When spite is the basis for much of the state's legislation, Kansans can expect to see laws passed that are hastily written, poorly thought-out and enacted with little discussion or consideration of the long-term effects of their poor decisions.
Lawrence Journal-World, March 29
Lawmakers should boost renewable energy efforts, not hamper them:
The Kansas renewable energy industry has been growing and thriving, but some measures still active in the Kansas Legislature could bring an end to that.
Wind is the big renewable energy player in Kansas, but solar power and biomass production also are making strides. One of the keys to growth, especially for wind power, was approval of the renewable portfolio standards in 2009. The standards required major Kansas utility companies to gradually increase the amount of power they get from renewable sources to 20 percent by 2020. The standards have provided a solid market for wind producers in the state without placing an undue burden on energy companies. Westar Energy indicates it already has reached the 20 percent mark.
Despite that success, two different bills have been introduced to eliminate the renewable energy requirement or freeze it at 10 percent. The Senate bill would maintain the 10 percent requirement through this year and then eliminate it completely.

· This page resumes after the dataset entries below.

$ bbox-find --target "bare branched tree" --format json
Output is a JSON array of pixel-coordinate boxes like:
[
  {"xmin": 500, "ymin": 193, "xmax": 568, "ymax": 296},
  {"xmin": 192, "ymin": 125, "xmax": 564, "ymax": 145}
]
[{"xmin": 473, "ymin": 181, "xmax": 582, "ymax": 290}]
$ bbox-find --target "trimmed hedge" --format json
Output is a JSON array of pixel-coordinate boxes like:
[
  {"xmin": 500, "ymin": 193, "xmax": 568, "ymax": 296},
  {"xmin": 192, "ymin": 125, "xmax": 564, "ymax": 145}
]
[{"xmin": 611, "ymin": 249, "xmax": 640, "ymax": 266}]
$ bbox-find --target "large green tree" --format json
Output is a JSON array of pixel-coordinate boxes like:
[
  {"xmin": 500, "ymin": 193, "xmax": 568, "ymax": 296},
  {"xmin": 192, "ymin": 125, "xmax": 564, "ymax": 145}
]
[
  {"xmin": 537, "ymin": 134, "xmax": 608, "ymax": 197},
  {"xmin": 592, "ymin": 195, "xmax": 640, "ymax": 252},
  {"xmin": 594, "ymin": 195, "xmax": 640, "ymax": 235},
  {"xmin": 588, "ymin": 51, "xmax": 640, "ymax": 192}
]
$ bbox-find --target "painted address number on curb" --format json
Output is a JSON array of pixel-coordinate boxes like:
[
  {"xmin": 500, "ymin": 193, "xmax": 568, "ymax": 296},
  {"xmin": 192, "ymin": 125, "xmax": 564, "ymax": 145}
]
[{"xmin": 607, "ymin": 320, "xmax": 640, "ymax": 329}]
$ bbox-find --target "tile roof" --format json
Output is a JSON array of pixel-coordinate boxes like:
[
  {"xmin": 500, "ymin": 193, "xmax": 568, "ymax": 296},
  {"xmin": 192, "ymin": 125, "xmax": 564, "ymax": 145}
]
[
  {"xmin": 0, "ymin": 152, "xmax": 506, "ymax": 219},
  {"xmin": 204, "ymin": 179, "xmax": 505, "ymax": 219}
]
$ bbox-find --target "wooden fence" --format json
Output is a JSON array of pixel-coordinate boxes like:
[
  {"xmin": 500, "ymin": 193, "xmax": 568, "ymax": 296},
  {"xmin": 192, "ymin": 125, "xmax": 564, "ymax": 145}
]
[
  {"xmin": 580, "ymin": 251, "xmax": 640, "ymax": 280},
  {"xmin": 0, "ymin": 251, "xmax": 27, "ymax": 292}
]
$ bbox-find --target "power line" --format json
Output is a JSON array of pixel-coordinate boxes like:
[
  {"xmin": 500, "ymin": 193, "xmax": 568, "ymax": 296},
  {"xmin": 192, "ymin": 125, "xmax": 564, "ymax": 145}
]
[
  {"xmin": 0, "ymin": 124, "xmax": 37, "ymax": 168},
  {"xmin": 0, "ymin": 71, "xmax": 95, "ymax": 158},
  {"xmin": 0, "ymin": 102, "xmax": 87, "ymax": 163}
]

Other bills would modify the property tax exemption on renewable energy generation projects and place a new 4.33 percent excise tax on electricity produced from renewable sources. Because most Kansas wind projects have conation or payment-in-lieu of taxes agreements with local taxing entities, state wind experts say that changing the tax picture for existing wind projects could create real problems. Depending on how the provisions are worded, companies might end up being liable both for ongoing local payments and new state-ordered taxes.
Critics of the renewable energy standards claim they interfere with the free market and significantly add to the price that Kansas consumers pay for electrical power. However, that added cost is minimal. According to a Kansas Corporation Commission's report, the state's retail electrical cost is 9.95 cents per kilowatt hour. The renewable portfolio standards account for just 0.22 of a cent of that cost.
Kansas has huge potential for renewable energy production, especially in the area of wind power. According to the Kansas Department of Commerce, Kansas is ranked second in the nation for potential wind energy production, and projections indicate that by 2030, the state could be producing 7,000 megawatts of wind energy for export each year. The renewable energy industry also attracted a Siemens wind turbine production facility to the state and has fueled new wind energy-related programs at several community colleges.
At least some of the legislation listed above seems to be stalled for now, perhaps because enough legislators — and their constituents — recognize how the state's support of wind energy is paying off. This is a growing industry that has the potential to produce an economic boon for Kansas, especially in that western part of the state, which needs all the economic help it can get. Any legislation that squelches that progress would be a move in the wrong direction.